Bitcoin does not convince El Salvador: protests erupt among citizens before the entry into force of the cryptocurrency
In June of this year, El Salvador made history by passing a law to be the first country in the world with Bitcoin as its national currency. The new law will come into force on September 7, however, it is not something that convinces everyone. Salvadorans have taken to the streets in recent days protesting the speed with which the decision to adopt the cryptocurrency was made and warning of skepticism that it is implemented.
The new law will put El Salvador Bitcoin as a currency of equal validity to the US dollar (current currency of El Salvador). While the US dollar is a stable currency that has proven its value for decades, Bitcoin stands out for its high volatility in the market.
Volatility and money laundering
They are the two main concerns of Salvadoran citizens before the arrival of Bitcoin: the great volatility it has and the possible money laundering that it can generate. President Nayib Bukele has promoted this bet as a way to facilitate remittance payments from Salvadorans living abroad (mainly immigrants in the United States who send money to relatives). However, it is a measure that does not have the approval of international agents such as the International Monetary Fund.
The difference between USD and BTC is that the latter can see its value change up to 10% in a matter of hours. This certainly makes it difficult to trust Bitcoin as a long-term currency. No one knows how much the savings that a Salvadoran now makes in Bitcoin will be worth ten years from now. They can be worth 50 times more, but they can also be reduced to nothing.
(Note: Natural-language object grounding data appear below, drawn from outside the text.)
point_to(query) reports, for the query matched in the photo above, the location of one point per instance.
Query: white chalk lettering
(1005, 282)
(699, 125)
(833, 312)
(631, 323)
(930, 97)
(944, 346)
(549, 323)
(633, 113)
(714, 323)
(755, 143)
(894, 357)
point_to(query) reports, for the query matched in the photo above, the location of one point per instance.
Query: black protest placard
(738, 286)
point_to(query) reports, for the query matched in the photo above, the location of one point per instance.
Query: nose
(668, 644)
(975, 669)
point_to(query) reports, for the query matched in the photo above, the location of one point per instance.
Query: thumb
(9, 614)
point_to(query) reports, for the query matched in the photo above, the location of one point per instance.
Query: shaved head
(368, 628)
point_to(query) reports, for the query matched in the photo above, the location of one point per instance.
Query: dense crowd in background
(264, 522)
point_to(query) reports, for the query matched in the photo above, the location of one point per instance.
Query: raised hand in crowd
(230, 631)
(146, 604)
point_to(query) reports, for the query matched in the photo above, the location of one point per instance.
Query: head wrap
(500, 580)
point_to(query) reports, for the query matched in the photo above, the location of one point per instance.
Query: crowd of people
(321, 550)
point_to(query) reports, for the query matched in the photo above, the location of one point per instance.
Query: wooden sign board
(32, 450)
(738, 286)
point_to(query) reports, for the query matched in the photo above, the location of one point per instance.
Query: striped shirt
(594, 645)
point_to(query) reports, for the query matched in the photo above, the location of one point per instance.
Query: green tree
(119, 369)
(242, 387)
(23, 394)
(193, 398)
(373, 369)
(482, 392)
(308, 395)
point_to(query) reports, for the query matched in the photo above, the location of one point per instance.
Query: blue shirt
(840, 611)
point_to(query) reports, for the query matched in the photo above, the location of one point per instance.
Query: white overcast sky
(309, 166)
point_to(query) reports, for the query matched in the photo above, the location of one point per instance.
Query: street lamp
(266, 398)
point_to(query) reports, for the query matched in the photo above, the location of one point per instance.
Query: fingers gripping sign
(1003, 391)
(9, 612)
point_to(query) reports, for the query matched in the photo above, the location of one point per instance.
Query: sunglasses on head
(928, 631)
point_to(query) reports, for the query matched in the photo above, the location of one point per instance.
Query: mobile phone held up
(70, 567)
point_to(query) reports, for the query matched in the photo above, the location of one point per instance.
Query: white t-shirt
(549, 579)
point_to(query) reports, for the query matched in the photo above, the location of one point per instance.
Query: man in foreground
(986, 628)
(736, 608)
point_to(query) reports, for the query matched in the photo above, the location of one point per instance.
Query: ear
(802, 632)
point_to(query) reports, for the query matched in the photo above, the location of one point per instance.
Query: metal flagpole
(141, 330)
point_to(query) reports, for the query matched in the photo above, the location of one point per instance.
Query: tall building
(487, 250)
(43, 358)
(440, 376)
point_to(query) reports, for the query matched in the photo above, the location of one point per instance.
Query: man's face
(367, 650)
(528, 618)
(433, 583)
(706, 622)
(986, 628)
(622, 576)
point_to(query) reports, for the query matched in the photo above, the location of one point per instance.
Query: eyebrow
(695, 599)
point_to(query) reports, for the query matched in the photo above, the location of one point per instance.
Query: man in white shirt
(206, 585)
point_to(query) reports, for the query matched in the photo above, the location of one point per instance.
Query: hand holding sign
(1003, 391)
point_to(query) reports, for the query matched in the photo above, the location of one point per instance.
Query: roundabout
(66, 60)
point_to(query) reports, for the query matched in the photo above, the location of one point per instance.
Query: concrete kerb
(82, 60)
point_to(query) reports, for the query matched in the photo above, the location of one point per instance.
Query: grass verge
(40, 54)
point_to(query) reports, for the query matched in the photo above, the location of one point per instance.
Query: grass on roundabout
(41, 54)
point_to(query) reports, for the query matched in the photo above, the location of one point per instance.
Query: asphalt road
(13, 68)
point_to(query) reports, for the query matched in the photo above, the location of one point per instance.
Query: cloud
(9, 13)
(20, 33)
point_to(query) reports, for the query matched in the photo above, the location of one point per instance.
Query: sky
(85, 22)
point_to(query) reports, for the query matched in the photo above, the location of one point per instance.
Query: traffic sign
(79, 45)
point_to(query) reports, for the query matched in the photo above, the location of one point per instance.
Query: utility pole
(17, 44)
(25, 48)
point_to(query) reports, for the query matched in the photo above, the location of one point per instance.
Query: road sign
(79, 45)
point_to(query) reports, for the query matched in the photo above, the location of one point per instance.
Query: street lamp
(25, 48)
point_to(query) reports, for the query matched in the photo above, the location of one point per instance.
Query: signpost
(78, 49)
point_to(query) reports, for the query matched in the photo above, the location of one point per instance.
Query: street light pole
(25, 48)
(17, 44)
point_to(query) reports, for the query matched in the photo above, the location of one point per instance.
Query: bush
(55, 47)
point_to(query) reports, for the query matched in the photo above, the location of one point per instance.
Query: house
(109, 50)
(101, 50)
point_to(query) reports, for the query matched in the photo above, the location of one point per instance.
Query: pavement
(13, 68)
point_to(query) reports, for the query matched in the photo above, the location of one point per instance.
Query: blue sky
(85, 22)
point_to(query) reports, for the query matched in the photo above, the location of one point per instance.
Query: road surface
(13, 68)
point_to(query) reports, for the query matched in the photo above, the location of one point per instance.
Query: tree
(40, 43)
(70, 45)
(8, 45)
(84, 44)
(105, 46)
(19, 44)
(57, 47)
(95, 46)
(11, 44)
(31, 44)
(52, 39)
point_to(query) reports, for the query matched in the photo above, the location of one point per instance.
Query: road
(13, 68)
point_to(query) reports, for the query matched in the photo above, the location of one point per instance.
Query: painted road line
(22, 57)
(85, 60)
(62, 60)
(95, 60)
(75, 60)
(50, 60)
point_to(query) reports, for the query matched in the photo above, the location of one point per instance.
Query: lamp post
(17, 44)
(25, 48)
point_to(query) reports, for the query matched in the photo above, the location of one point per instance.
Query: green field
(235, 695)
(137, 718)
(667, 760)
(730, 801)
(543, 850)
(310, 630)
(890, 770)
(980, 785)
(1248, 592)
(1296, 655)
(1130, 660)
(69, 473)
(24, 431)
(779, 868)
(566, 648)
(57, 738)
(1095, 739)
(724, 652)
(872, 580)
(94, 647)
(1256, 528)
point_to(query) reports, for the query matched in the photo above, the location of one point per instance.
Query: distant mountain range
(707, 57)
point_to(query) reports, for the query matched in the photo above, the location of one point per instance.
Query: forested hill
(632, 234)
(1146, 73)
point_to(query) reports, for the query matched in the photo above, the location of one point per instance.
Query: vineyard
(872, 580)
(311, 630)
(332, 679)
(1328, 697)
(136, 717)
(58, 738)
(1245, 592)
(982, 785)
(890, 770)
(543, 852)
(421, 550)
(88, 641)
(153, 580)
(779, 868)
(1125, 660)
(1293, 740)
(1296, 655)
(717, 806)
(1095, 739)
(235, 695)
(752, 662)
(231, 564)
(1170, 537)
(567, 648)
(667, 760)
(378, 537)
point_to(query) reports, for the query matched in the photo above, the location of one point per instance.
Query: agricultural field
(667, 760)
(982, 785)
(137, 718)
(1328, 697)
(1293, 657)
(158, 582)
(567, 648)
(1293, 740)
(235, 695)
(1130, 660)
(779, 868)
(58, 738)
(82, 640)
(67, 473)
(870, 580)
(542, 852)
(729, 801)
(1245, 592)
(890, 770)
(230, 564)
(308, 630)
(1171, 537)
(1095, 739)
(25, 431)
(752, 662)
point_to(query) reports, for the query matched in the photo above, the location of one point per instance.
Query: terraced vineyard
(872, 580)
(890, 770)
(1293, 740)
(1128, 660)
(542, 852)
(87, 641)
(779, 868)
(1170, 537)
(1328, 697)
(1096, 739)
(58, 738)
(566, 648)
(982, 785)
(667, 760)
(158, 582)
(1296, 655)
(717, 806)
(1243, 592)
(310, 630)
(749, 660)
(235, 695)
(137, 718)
The government of El Salvador has proposed as a security measure a fund of 150 million dollars to guarantee convertibility. That is, to guarantee citizens that they will be able to return to the US dollar at any time, a dollar that will continue to be the national currency together with Bitcoin in complete equality of conditions.
The other aspect of concern in El Salvador is money laundering. If Bitcoin is the default and accepted currency in institutions across the country, it is easier to convert black money in dollars to Bitcoin without anyone asking anything. Once the money is transferred to Bitcoin it is practically anonymous and impossible to trace who is behind it.
In a few days, Bitcoin will enter into force in El Salvador as a national currency. From there, we will see in the medium term how the bet works of Nayib Bukele for an international and decentralized currency. Much to gain and at the same time many risks ahead, such as Bitcoin itself.